A areia da caixa escorria eternamente por uma nascente infinita. A Criadora sorriu e chamou aqueles grãos de Tempo. O Tempo, porém, não parou, não mudou de forma nem de aspecto. Apenas continuou seu eterno escoamento pelas mãos Dela. De vez em quando, espalmava os grãos de areia para fora da caixa, salpicando no Infinito pitadas de luz aos quais chamou de estrelas. As estrelas então, feitas de Tempo, iluminaram o recanto em que Ela trabalhava.

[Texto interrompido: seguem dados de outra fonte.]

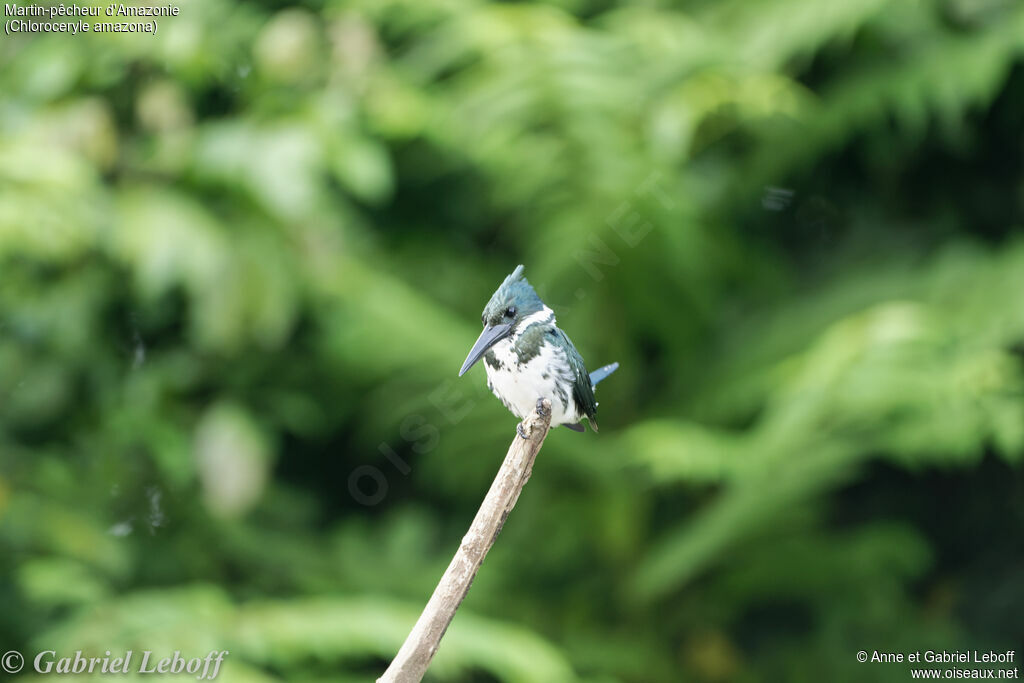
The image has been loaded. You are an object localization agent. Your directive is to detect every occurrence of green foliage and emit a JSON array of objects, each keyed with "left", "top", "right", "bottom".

Em seguida, a Criadora separou um punhadinho de areia e soprou em cima. Imediatamente surgiu entre suas mãos uma criatura de asas para a qual entregou um saquinho de pano que retirara do bolso e a ordenou que semeasse o mundo Dela. A criatura assentiu e sumiu.
- O que está fazendo aí parado? perguntou Ela dirigindo-se à Ele.
- Apenas observo a vida. respondeu . Há algo que falta para meu mundo ser completo.
- Sei o que falta. disse aproximando-se Dele com mais um montinho de areia nas mãos.
Entre os dedos, Ela modelava o áureo sentimento que conquistaria a humanidade para sempre.
- Isto aqui preenche tudo o que é oco por dentro. Quis chamá-lo de Amor. Amor é como chamam uns e outros. Estou precisando fazer mais e por isso posso ensiná-lo, se desejar.
- Claro, quero muito fazer Amor com você. Acho que só isto me dará a vida que preciso para fazer florescer meu mundo.
Ela sorriu sem dizer nada e puxou-o pela mão. Deitaram-se da caixa de areia e ficaram observando o Tempo correr. Quando já estavam velhos, Ela se aproximou Dele olhando-o nos olhos e tirou um beijo da boca. Ele imitou-a, tirando um beijo da boca dele. Em seguida, Ela salpicou grãos do Tempo no beijo dos dois.
- É para nosso Amor crescer e amadurecer. Explicou. Mas não se deve colocar muito para não passar do ponto e apodrecer.
Ele entendeu. O Tempo que deixaram escorrer deitados juntos o fez compreender melhor as coisas.
- Agora tire um pequeno pedaço do seu coração e uma lembrança boa da cabeça. Sei que dói um pouco, mas vale a pena. Mesmo quando o Amor apodrece, vale a pena. Dá pra sentir uma dor enorme quando se sabe que algo vai valer a pena um dia. Pode confiar. – Ela disse.
Embora hesitante, ele fez como o ordenado. Doeu. Mas não reclamou.
Modelaram, então, essa mistura. Ela gostava das formas mais voláteis e Ele das formas mais delicadas. Por fim, sopraram. Ele percebeu que Ela estava certa afinal. E assim o Amor do mundo Dele foi feito para mudar os rumos de nossa existência para sempre.